The American College of Rheumatology (ACR) recently released updated guidelines for managing gout.
As the most prevalent inflammatory arthritis, gout afflicts about 9.2 million U.S. adults; still, quality of care gaps remain. Previous guidelines—including the 2012 ACR Guidelines for the Management of Gout—suggest that treat-to-target strategies with urate-lowering therapy (ULT) be used. However, ULT utilization has not increased in two decades, and adherence is still poor—in fact, it’s the lowest adherence among treatments for seven chronic conditions. Improving adherence has been difficult in part because the ACR’s guidelines from 2012 had low-quality evidence for its treat-to-target recommendations.
“Since the 2012 ACR Guidelines for the Management of Gout were published, several clinical trials have been conducted that provide additional evidence regarding the management of gout, leading the ACR Guidelines Subcommittee to determine that new guidelines were warranted,” the researchers explained.
For the updated guidelines, researchers crafted 57 population, intervention, comparator, and outcomes questions, and then conducted a systematic literature review, including network meta-analyses, and patient input. The final recommendations were decided, with their strength graded as strong or conditional, using a group consensus process.
ACR Has 16 Strong Gout Recommendations
ACR generated 42 recommendations, of which 16 were strong.
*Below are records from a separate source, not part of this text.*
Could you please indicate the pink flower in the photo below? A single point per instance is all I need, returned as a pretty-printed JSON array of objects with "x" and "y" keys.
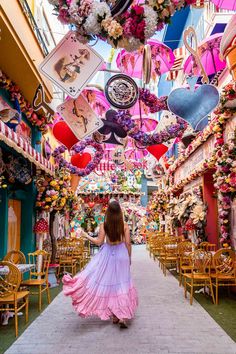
[
  {"x": 140, "y": 30},
  {"x": 224, "y": 188}
]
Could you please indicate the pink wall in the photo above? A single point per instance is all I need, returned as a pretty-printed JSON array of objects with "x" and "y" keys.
[{"x": 212, "y": 212}]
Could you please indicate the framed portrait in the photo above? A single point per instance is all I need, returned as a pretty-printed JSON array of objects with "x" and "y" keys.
[
  {"x": 80, "y": 117},
  {"x": 71, "y": 65}
]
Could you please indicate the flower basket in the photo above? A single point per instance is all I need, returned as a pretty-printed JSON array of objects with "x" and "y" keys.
[{"x": 230, "y": 56}]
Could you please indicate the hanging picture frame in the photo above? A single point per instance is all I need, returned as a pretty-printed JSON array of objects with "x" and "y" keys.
[
  {"x": 80, "y": 117},
  {"x": 71, "y": 65}
]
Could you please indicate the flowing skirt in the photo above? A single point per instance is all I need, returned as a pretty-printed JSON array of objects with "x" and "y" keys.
[{"x": 105, "y": 286}]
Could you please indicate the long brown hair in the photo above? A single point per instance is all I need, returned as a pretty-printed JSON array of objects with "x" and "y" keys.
[{"x": 114, "y": 222}]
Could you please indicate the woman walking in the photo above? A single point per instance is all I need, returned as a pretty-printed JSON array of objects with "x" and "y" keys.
[{"x": 105, "y": 288}]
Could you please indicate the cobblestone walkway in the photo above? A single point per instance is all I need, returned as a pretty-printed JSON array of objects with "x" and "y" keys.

Among the strong recommendations were:
- Initiating ULT for gout patients with any of the following: ≥1 subcutaneous tophi; evidence of radiographic damage (any modality) attributable to gout; OR frequent gout flares, with frequent being defined as ≥2 annually
- Treatment with allopurinol as the preferred first‐line agent, over all other ULTs, for all patients, including those with moderate‐to‐severe CKD (stage ≥3)
- The choice of either allopurinol or febuxostat over probenecid for patients with moderate‐to‐severe CKD (stage ≥3)
- Starting treatment with low‐dose allopurinol (≤100 mg/day and lower in patients with CKD [stage ≥3]) and febuxostat (≤40 mg/day) with subsequent dose titration over starting at a higher dose
- Administering concomitant antiinflammatory prophylaxis therapy (e.g., colchicine, nonsteroidal antiinflammatory drugs [NSAIDs], prednisone/prednisolone) over no antiinflammatory prophylaxis therapy
- Continuing concomitant antiinflammatory prophylaxis therapy for 3–6 months over <3 months, with ongoing evaluation and continued prophylaxis as needed if the patient continues to experience gout flares
- A treat‐to‐target management strategy that includes ULT dose titration and subsequent dosing guided by serial SU measurements to achieve a target SU, over a fixed‐dose ULT strategy, for all patients receiving ULT
- Achieving and maintaining an SU target of <6 mg/dl over the use of no target for all patients receiving ULT
- Switching to pegloticase over continuing current ULT for patients with gout for whom XOI treatment, uricosurics, and other interventions have failed to achieve the SU target, and who continue to have frequent gout flares (≥2 flares/year) OR who have nonresolving subcutaneous tophi
- Switching to pegloticase over continuing current ULT is strongly recommended againstfor patients with gout for whom XOI treatment, uricosurics, and other interventions have failed to achieve the SU target, but who have infrequent gout flares (<2 flares/year) AND no tophi
- Using colchicine, NSAIDs, or glucocorticoids (oral, intraarticular, or intramuscular) as appropriate first‐line therapy for gout flares over IL‐1 inhibitors or adrenocorticotropic hormone (ACTH) for patients experiencing a gout flare
- Given similar efficacy and a lower risk of adverse effects, low‐dose colchicine over high‐dose colchicine is strongly recommended when colchicine is the chosen agent
- Treatment with glucocorticoids (intramuscular, intravenous, or intraarticular) over IL‐1 inhibitors or ACTH for patients who are unable to take oral medications
In their conclusion ACR emphazied that “gout has been characterized as a ‘curable disease’. As data continue to emerge supporting best practices in management, implementation of these recommendations will ideally lead to improved quality of care for patients with gout.”